Si el Parlamento en pleno respalda la decisión de JURI (lo que parece probable dado que Niebler es miembro del PPE, el grupo político más grande del Parlamento), impediría a los fiscales seguir ciertos pasos de investigación, incluido interrogarla, registrar su casa o llevarla ante un tribunal.
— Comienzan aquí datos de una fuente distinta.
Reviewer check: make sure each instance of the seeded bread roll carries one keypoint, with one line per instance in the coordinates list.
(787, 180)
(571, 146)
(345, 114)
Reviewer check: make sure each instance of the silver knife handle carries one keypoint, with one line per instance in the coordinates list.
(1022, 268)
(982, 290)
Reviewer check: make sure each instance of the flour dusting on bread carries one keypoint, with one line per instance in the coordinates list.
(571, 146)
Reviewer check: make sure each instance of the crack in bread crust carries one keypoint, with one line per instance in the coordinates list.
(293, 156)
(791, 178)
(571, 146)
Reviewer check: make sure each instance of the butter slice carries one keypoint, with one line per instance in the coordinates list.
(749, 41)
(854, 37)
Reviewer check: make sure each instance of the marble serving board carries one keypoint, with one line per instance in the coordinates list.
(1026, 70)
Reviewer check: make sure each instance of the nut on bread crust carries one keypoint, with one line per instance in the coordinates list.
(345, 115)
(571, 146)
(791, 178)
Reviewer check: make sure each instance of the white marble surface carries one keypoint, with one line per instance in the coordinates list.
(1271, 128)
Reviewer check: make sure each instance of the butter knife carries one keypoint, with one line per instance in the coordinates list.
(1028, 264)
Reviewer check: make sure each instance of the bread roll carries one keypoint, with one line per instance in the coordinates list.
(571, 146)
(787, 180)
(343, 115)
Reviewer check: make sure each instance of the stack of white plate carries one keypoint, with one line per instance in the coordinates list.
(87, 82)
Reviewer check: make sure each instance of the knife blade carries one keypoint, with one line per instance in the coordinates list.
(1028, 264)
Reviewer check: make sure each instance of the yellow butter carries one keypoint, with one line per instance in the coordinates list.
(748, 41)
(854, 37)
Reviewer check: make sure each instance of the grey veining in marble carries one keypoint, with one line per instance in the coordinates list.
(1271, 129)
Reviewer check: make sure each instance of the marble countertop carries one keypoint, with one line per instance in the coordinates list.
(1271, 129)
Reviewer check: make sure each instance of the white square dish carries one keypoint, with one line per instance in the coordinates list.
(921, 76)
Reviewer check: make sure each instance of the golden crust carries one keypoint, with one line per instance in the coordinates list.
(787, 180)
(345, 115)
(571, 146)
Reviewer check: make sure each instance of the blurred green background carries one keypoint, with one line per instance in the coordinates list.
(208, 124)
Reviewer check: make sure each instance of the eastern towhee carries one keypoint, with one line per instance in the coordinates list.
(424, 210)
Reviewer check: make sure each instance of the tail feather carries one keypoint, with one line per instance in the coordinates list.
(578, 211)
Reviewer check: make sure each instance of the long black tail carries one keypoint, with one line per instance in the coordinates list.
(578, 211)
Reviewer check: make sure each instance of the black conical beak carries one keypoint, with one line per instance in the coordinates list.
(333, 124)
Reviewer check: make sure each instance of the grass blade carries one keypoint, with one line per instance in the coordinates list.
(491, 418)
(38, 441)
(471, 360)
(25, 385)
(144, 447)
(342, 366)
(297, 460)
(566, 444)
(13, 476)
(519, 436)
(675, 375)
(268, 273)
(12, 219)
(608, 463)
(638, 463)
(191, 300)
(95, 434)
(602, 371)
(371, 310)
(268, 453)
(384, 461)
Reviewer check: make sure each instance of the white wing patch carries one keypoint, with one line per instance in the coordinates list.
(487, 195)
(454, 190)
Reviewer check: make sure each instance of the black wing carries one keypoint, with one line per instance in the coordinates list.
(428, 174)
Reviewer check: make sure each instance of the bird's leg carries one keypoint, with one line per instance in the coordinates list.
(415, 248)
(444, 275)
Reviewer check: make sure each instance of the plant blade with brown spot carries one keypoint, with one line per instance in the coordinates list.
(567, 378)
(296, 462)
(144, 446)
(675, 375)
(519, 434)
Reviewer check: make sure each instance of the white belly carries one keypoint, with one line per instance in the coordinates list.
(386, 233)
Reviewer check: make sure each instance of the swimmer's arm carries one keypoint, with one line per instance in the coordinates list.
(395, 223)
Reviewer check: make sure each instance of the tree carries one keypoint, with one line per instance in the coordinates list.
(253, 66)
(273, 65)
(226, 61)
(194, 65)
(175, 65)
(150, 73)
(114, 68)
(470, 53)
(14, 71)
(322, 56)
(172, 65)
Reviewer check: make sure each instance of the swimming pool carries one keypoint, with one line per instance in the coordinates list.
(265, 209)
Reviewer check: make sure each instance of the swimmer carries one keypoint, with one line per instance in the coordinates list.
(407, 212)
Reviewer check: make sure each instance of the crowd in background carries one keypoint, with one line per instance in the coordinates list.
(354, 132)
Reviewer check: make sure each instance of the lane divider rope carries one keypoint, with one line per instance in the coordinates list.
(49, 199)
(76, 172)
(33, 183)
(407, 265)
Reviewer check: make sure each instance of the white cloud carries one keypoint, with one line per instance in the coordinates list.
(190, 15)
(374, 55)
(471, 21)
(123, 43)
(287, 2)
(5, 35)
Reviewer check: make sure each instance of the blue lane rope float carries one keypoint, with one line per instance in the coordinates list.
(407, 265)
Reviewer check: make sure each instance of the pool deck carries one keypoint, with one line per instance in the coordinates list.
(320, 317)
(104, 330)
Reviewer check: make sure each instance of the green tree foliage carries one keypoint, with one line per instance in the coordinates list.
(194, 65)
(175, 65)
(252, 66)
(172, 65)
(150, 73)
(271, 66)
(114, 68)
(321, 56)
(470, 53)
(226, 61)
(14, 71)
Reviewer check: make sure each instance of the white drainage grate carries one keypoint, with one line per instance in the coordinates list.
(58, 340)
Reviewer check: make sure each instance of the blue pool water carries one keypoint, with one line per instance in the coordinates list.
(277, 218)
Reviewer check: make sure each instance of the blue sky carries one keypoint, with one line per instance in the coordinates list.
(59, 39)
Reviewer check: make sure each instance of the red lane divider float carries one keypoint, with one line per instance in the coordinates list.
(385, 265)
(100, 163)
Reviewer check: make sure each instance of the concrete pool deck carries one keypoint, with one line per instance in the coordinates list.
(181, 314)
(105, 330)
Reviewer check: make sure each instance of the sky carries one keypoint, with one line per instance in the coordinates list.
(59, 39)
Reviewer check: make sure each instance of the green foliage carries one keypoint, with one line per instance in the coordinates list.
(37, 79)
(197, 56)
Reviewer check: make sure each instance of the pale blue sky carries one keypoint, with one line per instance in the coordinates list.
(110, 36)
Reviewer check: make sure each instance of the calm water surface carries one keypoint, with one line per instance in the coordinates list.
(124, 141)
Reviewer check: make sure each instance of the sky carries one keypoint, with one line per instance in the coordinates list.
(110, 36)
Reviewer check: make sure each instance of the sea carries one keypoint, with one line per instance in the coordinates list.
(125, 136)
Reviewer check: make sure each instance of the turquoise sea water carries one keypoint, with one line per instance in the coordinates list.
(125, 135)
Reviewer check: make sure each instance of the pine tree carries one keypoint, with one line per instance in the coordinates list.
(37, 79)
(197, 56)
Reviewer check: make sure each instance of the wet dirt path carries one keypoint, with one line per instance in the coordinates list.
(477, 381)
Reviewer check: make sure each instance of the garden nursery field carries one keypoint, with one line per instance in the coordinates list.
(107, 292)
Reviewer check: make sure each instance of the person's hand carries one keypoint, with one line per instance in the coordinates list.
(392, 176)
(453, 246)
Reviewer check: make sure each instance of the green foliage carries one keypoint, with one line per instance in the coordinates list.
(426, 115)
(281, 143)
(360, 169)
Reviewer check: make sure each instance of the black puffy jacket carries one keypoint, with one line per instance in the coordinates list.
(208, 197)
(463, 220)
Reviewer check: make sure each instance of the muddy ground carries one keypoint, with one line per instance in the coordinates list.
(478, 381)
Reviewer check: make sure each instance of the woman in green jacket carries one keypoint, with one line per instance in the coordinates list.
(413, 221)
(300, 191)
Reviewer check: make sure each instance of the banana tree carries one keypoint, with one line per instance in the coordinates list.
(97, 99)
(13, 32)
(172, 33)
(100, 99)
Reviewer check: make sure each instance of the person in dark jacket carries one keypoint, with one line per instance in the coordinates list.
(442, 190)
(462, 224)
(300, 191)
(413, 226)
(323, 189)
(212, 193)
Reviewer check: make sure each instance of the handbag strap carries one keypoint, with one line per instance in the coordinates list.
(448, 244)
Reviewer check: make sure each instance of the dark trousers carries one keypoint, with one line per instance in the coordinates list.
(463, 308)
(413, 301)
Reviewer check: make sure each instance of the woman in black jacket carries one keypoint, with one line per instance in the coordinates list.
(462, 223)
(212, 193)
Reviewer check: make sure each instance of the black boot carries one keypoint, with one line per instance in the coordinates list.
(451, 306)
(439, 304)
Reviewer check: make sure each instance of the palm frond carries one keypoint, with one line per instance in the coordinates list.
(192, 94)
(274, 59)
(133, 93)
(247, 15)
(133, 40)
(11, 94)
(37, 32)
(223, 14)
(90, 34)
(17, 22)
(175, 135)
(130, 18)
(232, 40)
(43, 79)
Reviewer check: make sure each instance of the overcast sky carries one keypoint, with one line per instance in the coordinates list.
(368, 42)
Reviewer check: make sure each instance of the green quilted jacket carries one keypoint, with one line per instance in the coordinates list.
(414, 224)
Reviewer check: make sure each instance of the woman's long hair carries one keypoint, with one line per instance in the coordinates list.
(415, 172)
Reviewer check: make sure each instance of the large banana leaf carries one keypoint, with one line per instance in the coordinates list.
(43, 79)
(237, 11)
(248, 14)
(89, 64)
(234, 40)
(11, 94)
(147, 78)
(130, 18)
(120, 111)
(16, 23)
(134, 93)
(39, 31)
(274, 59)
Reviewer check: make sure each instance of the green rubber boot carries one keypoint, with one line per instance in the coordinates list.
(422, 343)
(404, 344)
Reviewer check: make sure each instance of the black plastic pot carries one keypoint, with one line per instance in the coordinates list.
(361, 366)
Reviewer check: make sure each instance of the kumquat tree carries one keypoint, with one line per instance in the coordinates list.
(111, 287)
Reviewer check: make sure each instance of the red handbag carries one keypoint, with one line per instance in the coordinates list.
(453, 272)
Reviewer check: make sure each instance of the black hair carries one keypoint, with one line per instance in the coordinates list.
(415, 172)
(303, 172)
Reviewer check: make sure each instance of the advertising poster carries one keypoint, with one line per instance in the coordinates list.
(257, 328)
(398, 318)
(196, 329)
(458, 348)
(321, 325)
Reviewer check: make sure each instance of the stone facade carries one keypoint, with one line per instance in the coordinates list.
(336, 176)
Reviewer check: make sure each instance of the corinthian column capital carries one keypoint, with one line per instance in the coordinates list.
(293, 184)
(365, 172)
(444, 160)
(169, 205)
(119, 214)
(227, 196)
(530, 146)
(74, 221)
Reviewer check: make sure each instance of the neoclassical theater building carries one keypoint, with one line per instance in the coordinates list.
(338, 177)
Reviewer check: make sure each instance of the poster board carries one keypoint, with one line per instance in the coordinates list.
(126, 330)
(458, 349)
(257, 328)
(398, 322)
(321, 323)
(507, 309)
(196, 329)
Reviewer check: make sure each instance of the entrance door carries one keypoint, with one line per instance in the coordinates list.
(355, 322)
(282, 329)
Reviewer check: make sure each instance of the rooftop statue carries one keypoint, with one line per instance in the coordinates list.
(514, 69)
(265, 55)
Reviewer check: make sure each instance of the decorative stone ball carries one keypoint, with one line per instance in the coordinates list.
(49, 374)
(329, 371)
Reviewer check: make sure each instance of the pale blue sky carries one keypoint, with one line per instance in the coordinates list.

La inmunidad parlamentaria es una salvaguardia legal que protege a los eurodiputados de la persecución política.
Según el reglamento del Parlamento, revisado por POLITICO, el comité JURI debe levantar la inmunidad de un eurodiputado cuando se le solicite, a menos que el caso se refiera a tareas consideradas parte del trabajo diario de un parlamentario (como declaraciones y votos) o parezca tener una motivación política.
Pero en dos casos recientes, los defensores de la transparencia y algunos eurodiputados alegaron que el comité ha ido más allá: examinando la solidez de las pruebas de los fiscales para determinar si se justifica levantar la inmunidad de un eurodiputado y, al mismo tiempo, sopesando el posible daño a la reputación del legislador involucrado.
«La Fiscalía Europea debería tener la oportunidad de examinar las acusaciones y llevar a cabo una investigación adecuada», afirmó el copresidente de La Izquierda, Martin Schirdewan. «Esto es simplemente transparencia y escrutinio democrático básico».
Nick Aïossa, director de Transparencia Internacional UE, dijo: “Los eurodiputados están deslegitimando rápidamente una salvaguardia democrática crucial al politizarla descaradamente”.